A partir del primer minuto de este miércoles está en vigencia en toda la Avenida Perón una velocidad máxima de 60 km/h y la prioridad de paso para quien circula por las rotondas. Después varias de idas y vueltas, Santa Rosa y Toay terminaron unificando los criterios normativos que se ponen en marcha hoy. Habrá radares móviles.

“Esta trascendental medida logró unificar criterios con la Municipalidad de Santa Rosa, con quien compartimos el trazado vial. De esta manera, se terminan las dicotomías y confusiones: todo automovilista que transita por la Perón sabe que no puede superar los 60 km/h y que debe dar prioridad de paso a quien circula por la rotonda”, indicaron desde la municipalidad de Toay.

“La decisión de reducir el máximo de la velocidad permitida está plenamente justificada por la enorme cantidad de trágicos siniestros que se han registrado por imprudencia de los automovilistas.
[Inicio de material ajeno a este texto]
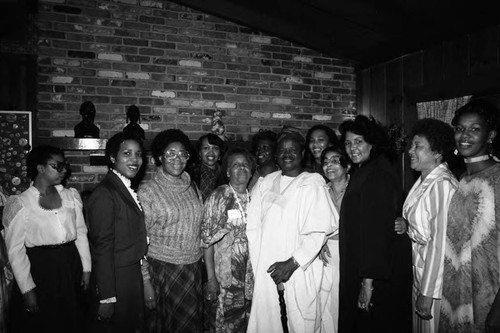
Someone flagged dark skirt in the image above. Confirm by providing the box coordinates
[146,258,203,333]
[88,262,145,333]
[10,242,83,333]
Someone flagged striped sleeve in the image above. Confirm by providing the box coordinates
[420,179,456,298]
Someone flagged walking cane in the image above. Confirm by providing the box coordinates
[276,283,288,333]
Debemos recordar que en nuestro país los accidentes viales son la primera causa de muerte en menores de 35 años”, fundamentaron.

“Al mismo tiempo, la Argentina ostenta uno de los índices más altos de mortalidad por accidentes de tránsito en el mundo. Tenemos la friolera de 19 muertes por día y más de 6.600 al año por este flagelo ante el que no nos podemos quedar de brazos cruzados. A mayor velocidad, se requiere una mayor distancia de frenado, con lo cual haber bajado casi un 15 por ciento el tope permitido redundará en que las posibilidades de evitar siniestros sean mayores”, continuaron.

“En cuanto a lo dispuesto para las rotondas, se está a tono con lo que establece la Ley Nacional de Tránsito: la prioridad la tiene el que está circulando por la misma. Así es, también, en la enorme mayoría de las ciudades más avanzadas del mundo en materia de legislación vial y donde tienen más controlado este problema, que no es sólo de La Pampa ni de la Argentina”, explicaron.

“Pedimos a los automovilistas que circulen por la Avenida Perón que respeten la nueva normativa y nos ayuden a luchar contra este flagelo que se lleva tantas vidas todos los días. Está en nuestras manos… Y en este caso, también en nuestros pies”, cerraron.